Personally, rather than rely on any test (even appropriate ones, as recommended by @Michael) I would graph the data. Showing that a certain data value (or values) are unlikely under some hypothesized distribution does not mean the value is wrong and therefore values shouldn't be automatically deleted just because they are extreme.
In addition, the rule you propose (2 SD from the mean) is an old one that was used in the days before computers made things easy. If N is 100,000, then you certainly expect quite a few values more than 2 SD from the mean, even if there is a perfect normal distribution.
But what if the distribution is wrong? Suppose, in the population, the variable in question is not normally distributed but has heavier tails than that?

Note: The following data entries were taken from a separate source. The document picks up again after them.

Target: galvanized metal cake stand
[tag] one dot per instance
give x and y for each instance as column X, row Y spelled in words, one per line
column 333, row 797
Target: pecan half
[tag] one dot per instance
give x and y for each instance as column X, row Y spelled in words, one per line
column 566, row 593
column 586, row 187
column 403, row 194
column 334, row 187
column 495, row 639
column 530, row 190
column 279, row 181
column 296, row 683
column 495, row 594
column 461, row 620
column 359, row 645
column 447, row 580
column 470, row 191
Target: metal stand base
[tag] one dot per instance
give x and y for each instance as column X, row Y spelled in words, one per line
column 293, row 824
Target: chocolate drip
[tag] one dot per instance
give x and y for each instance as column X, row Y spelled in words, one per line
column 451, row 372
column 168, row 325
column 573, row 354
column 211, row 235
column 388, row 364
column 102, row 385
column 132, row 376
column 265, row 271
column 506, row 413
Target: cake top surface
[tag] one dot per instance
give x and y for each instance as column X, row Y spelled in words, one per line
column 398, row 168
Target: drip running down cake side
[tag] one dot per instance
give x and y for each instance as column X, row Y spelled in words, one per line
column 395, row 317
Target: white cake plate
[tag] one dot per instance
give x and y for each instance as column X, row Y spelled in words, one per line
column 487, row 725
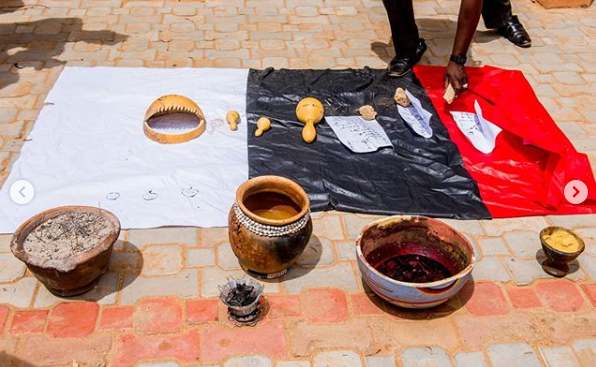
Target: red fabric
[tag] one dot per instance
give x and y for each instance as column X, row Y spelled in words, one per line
column 516, row 179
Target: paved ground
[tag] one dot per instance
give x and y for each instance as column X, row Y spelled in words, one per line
column 157, row 306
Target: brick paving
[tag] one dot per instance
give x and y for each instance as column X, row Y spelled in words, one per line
column 157, row 306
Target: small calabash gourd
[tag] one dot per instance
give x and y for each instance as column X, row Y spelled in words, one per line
column 233, row 117
column 309, row 111
column 263, row 124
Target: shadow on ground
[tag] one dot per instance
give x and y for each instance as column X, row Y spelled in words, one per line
column 37, row 44
column 6, row 360
column 439, row 35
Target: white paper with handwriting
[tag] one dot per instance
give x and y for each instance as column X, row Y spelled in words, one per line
column 359, row 135
column 416, row 116
column 479, row 131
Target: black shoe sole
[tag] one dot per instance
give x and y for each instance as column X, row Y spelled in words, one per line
column 398, row 75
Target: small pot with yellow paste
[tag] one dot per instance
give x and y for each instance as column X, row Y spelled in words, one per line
column 560, row 246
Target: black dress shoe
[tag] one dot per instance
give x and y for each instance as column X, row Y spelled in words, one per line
column 399, row 67
column 515, row 32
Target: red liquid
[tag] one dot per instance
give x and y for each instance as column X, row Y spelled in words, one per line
column 413, row 269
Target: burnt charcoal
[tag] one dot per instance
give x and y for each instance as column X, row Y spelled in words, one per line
column 242, row 295
column 413, row 269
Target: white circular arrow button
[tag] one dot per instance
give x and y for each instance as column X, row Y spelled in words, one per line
column 22, row 192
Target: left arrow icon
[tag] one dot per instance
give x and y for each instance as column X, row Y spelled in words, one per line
column 22, row 192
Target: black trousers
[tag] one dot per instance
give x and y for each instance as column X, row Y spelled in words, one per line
column 404, row 30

Yes. It is a bad way to "detect" oultiers. For normally distributed data, such a method would call 5% of the perfectly good (yet slightly extreme) observations "outliers". Also when you have a sample of size n and you look for extremely high or low observations to call them outliers, you are really looking at the extreme order statistics. The maximum and minimum of a normally distributed sample is not normally distributed. So the test should be based on the distribution of the extremes. That is what Grubbs' test and Dixon's ratio test do as I have mention several times before. Even when you use an appropriate test for outliers an observation should not be rejected just because it is unusually extreme. You should investigate why the extreme observation occurred first.